Xing Yafang waved her hand, clearly upset by everyone staring at her. “Yes, I eventually got the job after she died. But does that make me a killer? If you want to talk about motives, why not say it was Yang Licheng and Zhou Moli?”
“Lü Zhiqiu got twice the aid and even a scholarship—all because the professor favored her. She earned around three thousand a month, but Yang Licheng and Zhou Moli were just as needy and got nothing. Maybe they resented her, and that’s why they killed!”
“Nonsense!” Yang Licheng shot to his feet, tall and muscular, skin tanned, hands full of calluses.
Yang Licheng barked, “Why would Zhou Moli or I kill someone over a thousand bucks a month? For all we know, it was Wang Yikai. Back then, he chased after Lü Zhiqiu like crazy but she never agreed. One night, in their dorm, Zhang Yifa, Cheng Lu, Sun Shouwang and Wang Yikai were all drinking, and I heard them say they wanted to ruin Lü Zhiqiu.”
He paused, then said, “Do you dare admit you said that? Wang Yikai even said if he couldn’t have her, he’d make sure no one else could either. Didn’t you all admit you liked her too? I bet all of you in the dorm finally snapped and killed her.”
“You can’t take drunken words as evidence!” Zhang Yifa immediately shot back. “If you’ll go that far, then Liang Mei, Zhang Xue, Zhao Pingjuan—they all argued with Lü Zhiqiu over school issues and threatened to chop her to pieces if they had the chance. Why not accuse them? And late at night, it’s way easier for a girl to lure another girl out!”
Liang Mei wouldn’t back down. “Fine, if that’s how it’s going to be—then Wang Xin and Wang Xianduo are suspects too, and their motive is even stronger. Lü Zhiqiu led a lot of people into a scam and they lost thousands. Wang Xin and Wang Xianduo weren’t rich. That kind of money meant a lot!”
“That’s right!” Zhang Xue added. “Lü Zhiqiu later claimed she’d pay everyone back, but who knows if she ever did. Wang Xin and Wang Xianduo could’ve hated her enough to want her dead out of revenge.”
Thirteen people, thirteen mouths—suddenly everyone was talking over each other, accusing left and right. I never imagined it would turn out like this. I’d hoped to rule out most of the group and zero in on a few with real motive and opportunity. Now, thanks to all their stories, everyone had a reason to want Lü Zhiqiu dead.

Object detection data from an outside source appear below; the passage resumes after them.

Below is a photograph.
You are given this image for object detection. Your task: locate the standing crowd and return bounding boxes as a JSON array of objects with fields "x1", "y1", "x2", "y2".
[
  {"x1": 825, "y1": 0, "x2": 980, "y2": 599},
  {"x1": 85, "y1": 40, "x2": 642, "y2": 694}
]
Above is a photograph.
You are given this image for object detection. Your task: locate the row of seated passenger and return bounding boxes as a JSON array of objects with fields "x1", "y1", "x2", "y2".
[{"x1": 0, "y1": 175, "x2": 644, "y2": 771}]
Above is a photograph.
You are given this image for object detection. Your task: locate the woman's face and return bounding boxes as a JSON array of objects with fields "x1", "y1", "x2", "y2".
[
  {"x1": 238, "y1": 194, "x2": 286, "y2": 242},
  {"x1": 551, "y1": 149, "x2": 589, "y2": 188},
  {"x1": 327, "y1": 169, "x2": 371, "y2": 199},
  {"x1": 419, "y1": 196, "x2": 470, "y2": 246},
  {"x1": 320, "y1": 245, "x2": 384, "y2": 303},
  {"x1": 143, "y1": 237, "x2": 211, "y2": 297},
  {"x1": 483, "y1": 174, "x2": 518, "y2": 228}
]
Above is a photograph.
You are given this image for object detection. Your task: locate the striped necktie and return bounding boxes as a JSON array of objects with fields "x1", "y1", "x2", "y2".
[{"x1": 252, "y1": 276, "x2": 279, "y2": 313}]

And, disturbingly, all their motives sounded plausible.
Looking around the room, I caught a hint of fear and worry in every face. If they were truly innocent, if they hadn’t harmed Lü Zhiqiu, why did they look so terrified? I honestly couldn’t tell who among these thirteen was genuinely blameless—if any of them had no motive at all.
Maybe each of the thirteen harbored a different emotion. But in the end, it all came down to the same thing—benefit, self-interest.
If everyone here had a motive, where did we even start the investigation?
Xing Yafang slammed the table. “Enough! I’m out of here! I can’t stay in this place a second longer!”